The Turkish lira is continuing its downward descent against the US dollar and the euro, with the currency pairs trading close to fresh record lows. It has been a roller coaster ride throughout 2021, with the country giving foreign markets a headache on its embrace and then rejection of orthodox monetary policy. Will the lira finish the year even lower, or can it muster up some gains heading into 2022?
On Thursday, the central bank cut its benchmark one-week repo auction rate by 200 basis points to 16% during its October policy meeting. This comes one month after the officials slash rates by 100 basis points.
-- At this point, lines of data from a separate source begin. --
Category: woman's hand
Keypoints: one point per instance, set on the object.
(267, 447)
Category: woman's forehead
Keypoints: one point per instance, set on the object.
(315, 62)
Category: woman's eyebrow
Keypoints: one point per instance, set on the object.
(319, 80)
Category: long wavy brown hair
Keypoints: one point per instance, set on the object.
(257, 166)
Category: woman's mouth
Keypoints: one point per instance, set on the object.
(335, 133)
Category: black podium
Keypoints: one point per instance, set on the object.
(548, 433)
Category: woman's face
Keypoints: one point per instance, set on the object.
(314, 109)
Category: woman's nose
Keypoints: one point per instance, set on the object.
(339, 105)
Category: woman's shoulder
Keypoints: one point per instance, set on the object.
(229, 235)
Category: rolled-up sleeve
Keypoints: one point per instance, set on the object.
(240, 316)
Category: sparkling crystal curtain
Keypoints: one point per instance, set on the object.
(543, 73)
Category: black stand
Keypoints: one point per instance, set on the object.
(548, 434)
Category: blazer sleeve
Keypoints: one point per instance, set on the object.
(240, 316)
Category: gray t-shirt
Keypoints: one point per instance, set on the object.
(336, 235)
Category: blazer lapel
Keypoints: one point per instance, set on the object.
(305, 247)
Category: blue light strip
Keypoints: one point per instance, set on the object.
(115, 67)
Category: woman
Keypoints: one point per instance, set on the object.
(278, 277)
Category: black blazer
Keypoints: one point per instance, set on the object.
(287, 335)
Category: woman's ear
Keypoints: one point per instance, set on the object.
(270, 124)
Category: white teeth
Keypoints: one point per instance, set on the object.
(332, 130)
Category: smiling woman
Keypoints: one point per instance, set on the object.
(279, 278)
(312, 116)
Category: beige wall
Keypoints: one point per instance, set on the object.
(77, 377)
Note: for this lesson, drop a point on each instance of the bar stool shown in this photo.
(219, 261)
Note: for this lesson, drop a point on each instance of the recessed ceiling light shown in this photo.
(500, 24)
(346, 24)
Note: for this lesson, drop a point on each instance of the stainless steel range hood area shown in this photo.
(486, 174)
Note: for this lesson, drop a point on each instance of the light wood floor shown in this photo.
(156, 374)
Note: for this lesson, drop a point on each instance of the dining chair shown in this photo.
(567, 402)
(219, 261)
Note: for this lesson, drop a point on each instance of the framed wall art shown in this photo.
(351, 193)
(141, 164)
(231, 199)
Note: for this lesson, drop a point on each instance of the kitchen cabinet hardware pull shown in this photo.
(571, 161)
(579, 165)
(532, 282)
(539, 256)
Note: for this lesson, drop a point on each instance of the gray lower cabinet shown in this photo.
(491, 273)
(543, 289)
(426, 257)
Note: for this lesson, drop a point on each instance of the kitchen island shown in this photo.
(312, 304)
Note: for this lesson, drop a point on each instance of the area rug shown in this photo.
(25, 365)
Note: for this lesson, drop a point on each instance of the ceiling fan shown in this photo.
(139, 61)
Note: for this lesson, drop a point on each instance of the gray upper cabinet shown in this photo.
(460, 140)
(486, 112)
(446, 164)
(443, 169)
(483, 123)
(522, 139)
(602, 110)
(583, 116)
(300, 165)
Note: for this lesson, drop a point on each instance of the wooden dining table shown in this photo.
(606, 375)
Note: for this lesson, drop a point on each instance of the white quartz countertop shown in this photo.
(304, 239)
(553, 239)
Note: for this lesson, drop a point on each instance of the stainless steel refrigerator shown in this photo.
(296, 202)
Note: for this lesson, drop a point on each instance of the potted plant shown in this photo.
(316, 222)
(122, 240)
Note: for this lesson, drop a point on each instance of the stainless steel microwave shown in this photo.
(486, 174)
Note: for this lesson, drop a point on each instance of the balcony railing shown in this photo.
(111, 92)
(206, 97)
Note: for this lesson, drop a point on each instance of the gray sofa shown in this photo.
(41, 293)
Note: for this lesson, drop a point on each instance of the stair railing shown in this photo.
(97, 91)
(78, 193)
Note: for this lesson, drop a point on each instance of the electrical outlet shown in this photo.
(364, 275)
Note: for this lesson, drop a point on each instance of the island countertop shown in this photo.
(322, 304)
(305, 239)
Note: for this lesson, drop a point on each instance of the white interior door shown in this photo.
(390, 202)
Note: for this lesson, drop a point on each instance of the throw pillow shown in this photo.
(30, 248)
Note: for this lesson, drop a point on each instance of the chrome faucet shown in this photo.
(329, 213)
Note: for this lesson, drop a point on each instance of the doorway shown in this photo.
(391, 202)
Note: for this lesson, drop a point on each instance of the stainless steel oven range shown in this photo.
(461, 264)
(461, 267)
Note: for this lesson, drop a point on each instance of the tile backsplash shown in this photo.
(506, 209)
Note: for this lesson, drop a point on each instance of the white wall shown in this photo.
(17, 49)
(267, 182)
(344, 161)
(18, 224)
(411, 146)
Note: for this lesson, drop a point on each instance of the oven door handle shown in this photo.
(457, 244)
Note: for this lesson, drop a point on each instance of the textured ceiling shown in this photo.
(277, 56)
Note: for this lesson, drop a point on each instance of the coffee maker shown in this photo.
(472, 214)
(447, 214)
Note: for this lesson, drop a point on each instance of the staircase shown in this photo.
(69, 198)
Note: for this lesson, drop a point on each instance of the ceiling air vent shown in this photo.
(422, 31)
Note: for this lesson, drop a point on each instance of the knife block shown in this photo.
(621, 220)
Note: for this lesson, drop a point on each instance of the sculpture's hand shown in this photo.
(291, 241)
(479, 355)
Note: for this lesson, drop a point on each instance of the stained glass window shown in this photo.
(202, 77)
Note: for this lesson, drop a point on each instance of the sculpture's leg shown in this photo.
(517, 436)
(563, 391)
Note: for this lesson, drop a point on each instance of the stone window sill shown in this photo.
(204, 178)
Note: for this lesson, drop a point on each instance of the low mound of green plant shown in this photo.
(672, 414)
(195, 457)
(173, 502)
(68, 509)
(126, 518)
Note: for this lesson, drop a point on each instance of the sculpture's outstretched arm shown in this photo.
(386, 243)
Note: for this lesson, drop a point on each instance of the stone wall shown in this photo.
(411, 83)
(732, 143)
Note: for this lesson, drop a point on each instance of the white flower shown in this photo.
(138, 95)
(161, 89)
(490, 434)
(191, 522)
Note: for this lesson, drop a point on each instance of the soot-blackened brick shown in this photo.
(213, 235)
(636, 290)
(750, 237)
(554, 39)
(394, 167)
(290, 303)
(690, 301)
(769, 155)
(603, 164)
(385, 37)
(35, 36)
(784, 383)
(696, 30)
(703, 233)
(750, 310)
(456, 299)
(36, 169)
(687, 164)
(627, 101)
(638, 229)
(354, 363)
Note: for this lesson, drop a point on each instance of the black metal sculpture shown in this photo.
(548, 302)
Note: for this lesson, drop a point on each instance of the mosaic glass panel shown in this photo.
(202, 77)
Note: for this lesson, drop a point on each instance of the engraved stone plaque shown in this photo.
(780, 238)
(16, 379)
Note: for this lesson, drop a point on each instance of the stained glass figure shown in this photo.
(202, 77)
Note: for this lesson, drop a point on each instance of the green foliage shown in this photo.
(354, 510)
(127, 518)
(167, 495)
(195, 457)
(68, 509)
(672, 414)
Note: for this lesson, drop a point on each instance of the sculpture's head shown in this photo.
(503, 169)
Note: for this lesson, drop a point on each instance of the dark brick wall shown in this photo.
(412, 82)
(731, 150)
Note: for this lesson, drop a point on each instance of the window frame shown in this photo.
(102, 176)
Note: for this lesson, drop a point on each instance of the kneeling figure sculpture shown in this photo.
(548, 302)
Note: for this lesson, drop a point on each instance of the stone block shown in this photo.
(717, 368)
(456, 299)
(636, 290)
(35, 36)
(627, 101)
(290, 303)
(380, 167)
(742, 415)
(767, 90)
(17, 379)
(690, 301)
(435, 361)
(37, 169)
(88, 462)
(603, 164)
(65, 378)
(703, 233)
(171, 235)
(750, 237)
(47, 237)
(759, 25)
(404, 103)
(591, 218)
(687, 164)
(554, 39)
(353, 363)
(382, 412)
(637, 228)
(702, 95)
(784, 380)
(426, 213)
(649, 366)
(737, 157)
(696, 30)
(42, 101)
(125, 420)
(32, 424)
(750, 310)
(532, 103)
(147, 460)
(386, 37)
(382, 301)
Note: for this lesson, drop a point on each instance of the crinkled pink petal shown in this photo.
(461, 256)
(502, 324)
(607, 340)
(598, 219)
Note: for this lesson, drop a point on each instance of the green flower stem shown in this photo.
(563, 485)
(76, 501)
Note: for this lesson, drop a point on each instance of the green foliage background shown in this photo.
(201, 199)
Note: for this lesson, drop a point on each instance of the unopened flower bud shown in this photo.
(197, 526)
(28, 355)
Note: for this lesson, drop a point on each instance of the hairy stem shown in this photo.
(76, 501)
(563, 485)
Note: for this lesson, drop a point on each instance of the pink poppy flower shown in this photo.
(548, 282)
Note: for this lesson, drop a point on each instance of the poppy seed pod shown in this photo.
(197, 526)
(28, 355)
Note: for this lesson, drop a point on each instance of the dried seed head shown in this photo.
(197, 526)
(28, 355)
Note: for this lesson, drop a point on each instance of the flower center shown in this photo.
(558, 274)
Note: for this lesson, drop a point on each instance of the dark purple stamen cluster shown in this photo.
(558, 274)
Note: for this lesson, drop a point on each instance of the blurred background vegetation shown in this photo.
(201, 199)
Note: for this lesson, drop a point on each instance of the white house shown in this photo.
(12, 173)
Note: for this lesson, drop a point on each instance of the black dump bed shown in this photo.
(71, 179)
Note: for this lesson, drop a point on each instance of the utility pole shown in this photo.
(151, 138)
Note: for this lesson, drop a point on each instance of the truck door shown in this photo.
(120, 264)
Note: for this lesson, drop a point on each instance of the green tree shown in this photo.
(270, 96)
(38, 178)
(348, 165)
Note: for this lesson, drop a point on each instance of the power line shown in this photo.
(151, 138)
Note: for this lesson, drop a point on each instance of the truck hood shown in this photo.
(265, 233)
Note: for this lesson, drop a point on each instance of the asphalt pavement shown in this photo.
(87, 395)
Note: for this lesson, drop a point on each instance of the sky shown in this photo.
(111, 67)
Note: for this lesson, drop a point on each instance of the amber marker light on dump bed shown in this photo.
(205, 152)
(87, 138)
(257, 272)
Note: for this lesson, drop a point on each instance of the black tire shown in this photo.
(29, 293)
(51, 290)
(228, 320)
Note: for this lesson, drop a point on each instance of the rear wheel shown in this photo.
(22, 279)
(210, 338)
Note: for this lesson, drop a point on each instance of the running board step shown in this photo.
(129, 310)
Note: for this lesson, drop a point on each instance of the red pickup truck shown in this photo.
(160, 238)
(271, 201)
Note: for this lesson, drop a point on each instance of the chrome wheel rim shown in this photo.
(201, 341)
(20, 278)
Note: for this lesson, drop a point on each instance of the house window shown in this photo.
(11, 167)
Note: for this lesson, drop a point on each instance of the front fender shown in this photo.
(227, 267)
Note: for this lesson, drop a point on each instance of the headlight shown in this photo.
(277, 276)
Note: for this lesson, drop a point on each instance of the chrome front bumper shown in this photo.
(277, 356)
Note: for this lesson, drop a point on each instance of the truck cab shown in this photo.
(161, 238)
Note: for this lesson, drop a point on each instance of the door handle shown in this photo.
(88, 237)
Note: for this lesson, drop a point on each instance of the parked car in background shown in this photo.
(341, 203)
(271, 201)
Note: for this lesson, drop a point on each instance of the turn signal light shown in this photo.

While market analysts had anticipate a rate cut, they only penciled in a 50-basis-point reduction.
President Recep Tayyip Erdogan holds the unconventional view that high rates spur inflation and that lower rates are necessary to support the economic recovery. But experts warn that Ankara is laying the groundwork for “super hyper inflation” in the coming years.
Phoenix Kalen, an emerging markets strategist at Société Générale, told the Financial Times:
“If you’re looking at any longer timeframe . . . this decision is completely nonsensical. You’re going to spur hyper inflation and dollarisation . . . You’re encouraging speculators to go after the currency. You’re going to hurt corporates, with all the FX denominated debt that they still have. From any medium-term perspective, it is really damaging to the monetary policy framework of the country and the financial stability.”
Meanwhile, Turkey’s foreign exchange reserves increased again, rising to $85.96 billion in the week ending October 15. This represented the eighth straight weekly boost.
Surging inflation could be weighing on consumers as the consumer confidence index fell from 79.7 in September to 76.8 in October. The business confidence reading for October will be released on Monday.
The USD/TRY currency pair advanced 1.15% to 92.69, from an opening of 9.5189, at 15:19 GMT on Friday. The EUR/TRY soared 1.23% to 11.2019, from an opening of 11.0656.